As a result of a complicated birth, journalist Rahila Gupta's son developed cerebral palsy. Told he would never walk, talk or read, Gupta spent Nihal's childhood and adolescence battling schoolteachers, her husband and occasionally her son himself in attempting to secure him the best possible life. With the help of a facilitated communication specialist and some progressive educators, Nihal's mother managed to uncover a sensitive, mischievous and funny personality that most of the world couldn't see. Gupta's one-woman play about Nihal's life and unexpected death is written with touching frankness and – as the title suggests – eloquent verse, channelling personal experience into a powerfully moving piece performed by Jaye Griffiths.
Griffiths shifts between addressing the audience as Gupta, often with disarming directness, and inhabiting the various other figures in the story.
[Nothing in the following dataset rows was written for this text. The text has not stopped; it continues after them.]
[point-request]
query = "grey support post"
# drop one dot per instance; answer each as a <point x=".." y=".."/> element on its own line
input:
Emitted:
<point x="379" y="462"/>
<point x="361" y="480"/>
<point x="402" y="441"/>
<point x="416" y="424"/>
She brings such a passionate warmth and raw commitment to the work that audiences would be forgiven for assuming she was its author. Griffiths also captures the gentle humour of Gupta's writing perfectly; there's an emotional range to the show that ends up packing a powerful punch.
Nihal – ever-present in the form of a large, framed photograph – is represented first through a baby's basket, then a wheelchair as Griffiths re-enacts scenes from his life. We see him as a newborn, brought home from the hospital by two anxious parents, later learning at the computer with his now single mother, and in one final moment of joy, whizzing across a mountain zip-wire on holiday. What's so compelling about Gupta's narrative, however, is its that she never masks her darker thoughts and frustrations: there's space to express being 'disabled and proud', she says – what about 'disabled and pissed off?'
The poetic form works brilliantly – always enhancing, rather than distracting from, the content. The rhythmic verse gives the piece an engrossing pace, and Gupta's grounded self-awareness means she never indulges in overly literary or romanticised techniques. This very personal story never shies away from its political context – Gupta's determination to for her son to bloom in an uncaring and unprepared system is as much a call for a society to recognise, empower and provide for disabled people as it is a devoted hymn to her lost child.